Photo: Chris Yunker
Portugal’s Golden Visa scheme is increasingly being used to fuel regeneration of Lisbon’s property.
According to the latest figures from the SEF (Serviço de Estrangeiros e Fronteiras) 2014 was a record year for Portugal with 1526 successful Golden Visa applicants in total, thanks to the residency scheme.
A Portuguese Golden Visa allows nationals of countries outside the Schengen area (non-EU) to acquire a residence permit in Portugal via investments in Portuguese territory. Just like any other holder of a residence permit in Portugal, Golden Visa holders can move freely in the ‘Schengen’ area and may also apply for ‘family reunification’, enabling their immediate family to also acquire a Golden Visa.
Between its launch in October 2012 and the end of June 2015 the Portuguese Golden Visa scheme attracted €1.47 billion of investment, of which €1.33 billion (90%) of this was through the purchase of real estate, accounting for 2,289 Golden Visas. By comparison, the Spanish equivalent of the scheme generated around €700 million, granting 530 foreign buyers with a visa between its launch in September 2013 and March 2015.
Now, the government has reduced the minimum required amount for those investing real estate to apply for a Golden Visa to €350,000.
“It was already the most popular scheme of its kind in Europe, but the government wants to cast the net wider,” says Nicholas Leach at Athena Advisors. “Spain and Greece launched similar visa systems in 2013 and have taken some of the market share, so the authorities are using properties in regeneration areas across cities like Lisbon to inject more interest in the scheme.”
This year there has been less of a response, with only 398 successful applicants in the first six months.
“After the initial surge of investment into the scheme, there was bound to be a let up in demand,” adds Leach. “The demand of immigration incentives peaks and troughs, and this is why the government has shaken up the terms, to try and keep the rhythm going.”
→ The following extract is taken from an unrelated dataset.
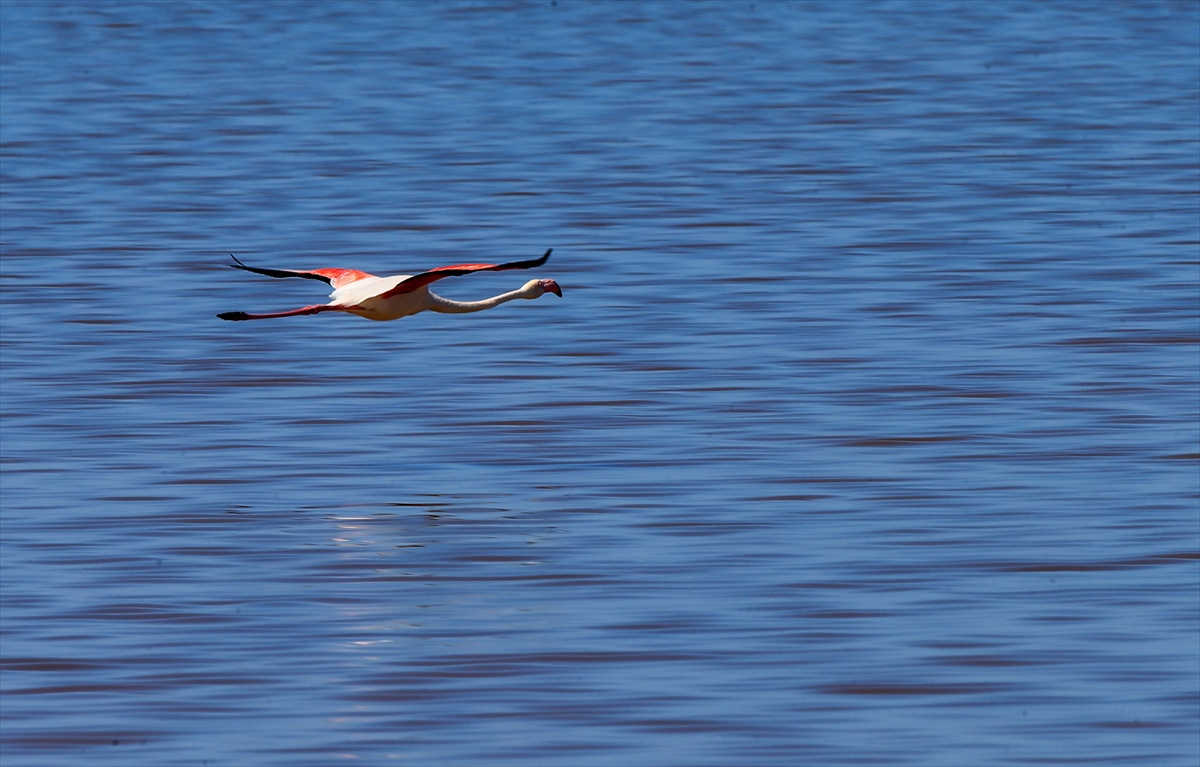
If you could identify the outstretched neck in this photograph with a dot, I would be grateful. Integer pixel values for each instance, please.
(448, 306)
“Some Golden Visa investors have looked to the Algarve and Silver Coast north of Lisbon, but Lisbon’s city centre has been the main target due to the value and potential uplift,” continues Leach. “Prime properties here are a third of the price of their London and Paris equivalents, and if you look towards central regeneration areas like Mouraria there is even more value.”
Following the recession of 2008, much of Lisbon’s city centre fell into disrepair as both businesses and people left the city. Developers have targeted these areas over the last few years, renovating historic properties and even entire districts, upgrading real estate to international standards, thus enticing Golden Visa investors.
“Golden Visa buyers wants properties which are easy to maintain, so only new-build or renovated properties will do,” adds Leach. “Most of the city centre’s sought after districts fall within the boundaries of the urban rehabilitation area. Areas like the prime and central Liberdade, trendy Chiado & Baixa and historic Mouraria will likely see increased interest from overseas due to the new minimum investment amount. Properties which are over 30 years old also apply to the lower amount, but Golden Visa investors are unlikely to opt for this route as older properties often require expensive renovations.”